The walls of our Quonset are bare bones except for a line of clothespins collecting curious things
... 'word crumbs everywhere'
Wild ain't easy. But who planted easy in there with the nature of things anyway? All around me I see the ruckus evidence of life coming on. From the compost or the unruly jumble of ferns and leaf lace that die upon themselves in no order or arrangement, the wild unfolds.
My friend, the one I have called Gypsy Woman, who calls herself 'crow woman, soft and tender, curious collector of stories, words crumbs everywhere ...' she mourns the loss of a storyteller on the anniversary of her death. The storyteller stirred the wild patience within her. She was not alone the inspiratrix, Adrienne Rich, did so for thousands.
Wild ain't easy just ask the dandelion as it pushes against the asphalt or breathes in spite of that Roundup applicator just doing his job. Or say something into the mic about the panic in the free-ranging hen when the sky turns black from the wings of a hungry hawk.
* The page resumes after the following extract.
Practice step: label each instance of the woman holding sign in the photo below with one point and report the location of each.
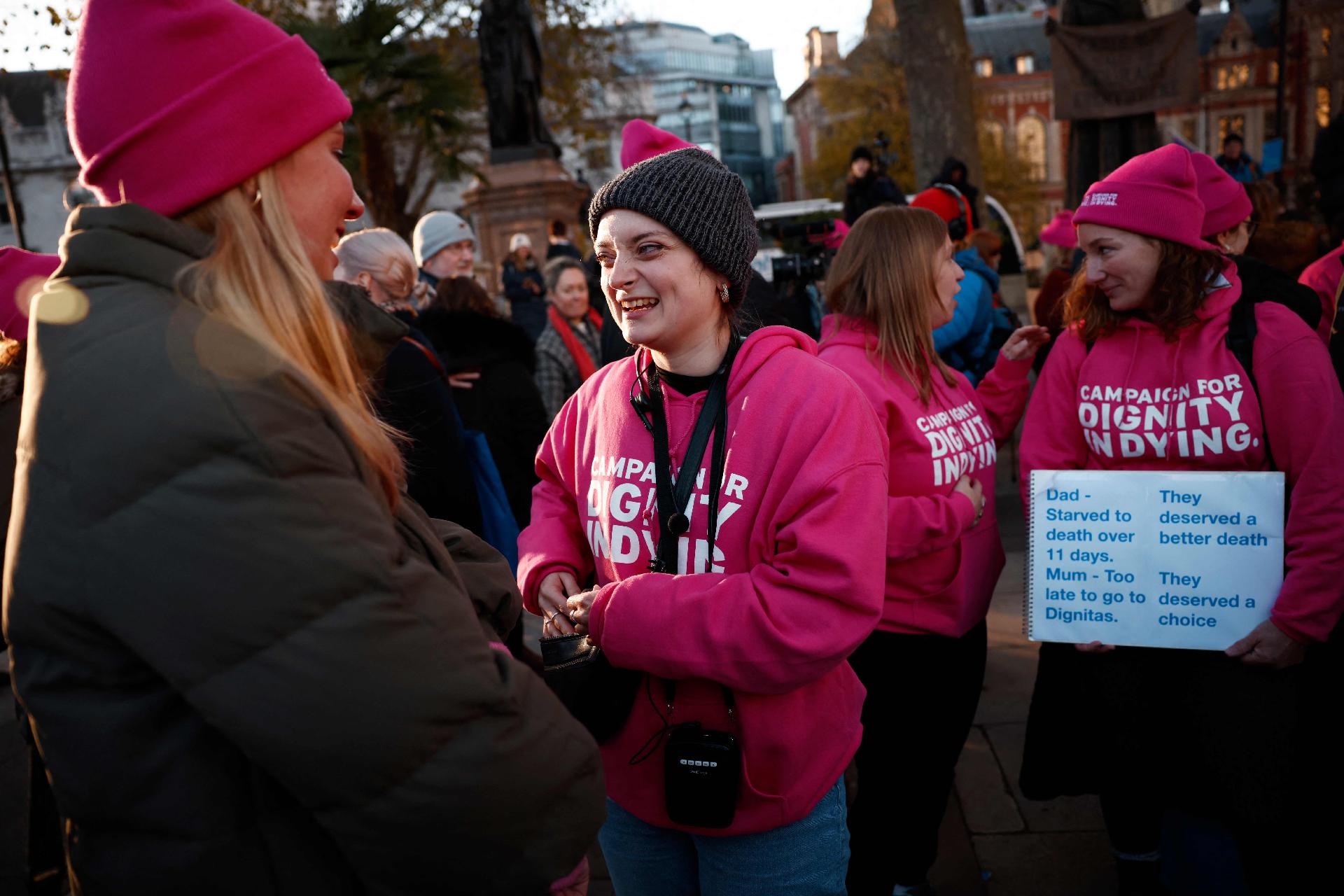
(892, 282)
(711, 516)
(1149, 337)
Bracken ferns send themselves snake-like through the slots of the vardo decking |
We live such short lives when we live the straight line time story. Once we did this, and then we lived here. We made a bunch of money doing this, and lost the keys to paradise when we did this. Then we died. There's food for thought at Myth and Moor today as Terri Windling collects stories for the wild time giving us grist for the wildness within us if only we recognized there is more than one kind of time.
My kupuna, my ancestors put that message about time into our stories, the chants, the mele 'ike knowledge or floating knowing which might plant itself in you and become mana'o 'i'o or integrated knowing -- you don't just talk about how beautiful is the flower; you become the flower. As the word roots in your gut meaning cracks the hard pan of your being. 'Eli'eli kau mau Dig deep, and what you find, is yours.
If by some Jupiter-inspired stroke of luck we dreamed up a journey where wild patience made it possible to breath like dandelions or remain curious about sparkly things; or maybe it's the memory of that kind hand who leaves French fries at the boat dock. Maybe then being a curious collector would be a genetic and applied knowing that we breath deeply into through our noses. We are wild time things. There is time to breath slowly and deeply.
I don't know for sure but maybe wild is what I am when I pop a rib reaching for something just out of reach. Damn, impatient at first. But when that doesn't work, patiently I wait (again) till I heal and the rib moves where it can do me some good. And then ... I reach (again) and it was worth it. Damn. Yes. It was worth it.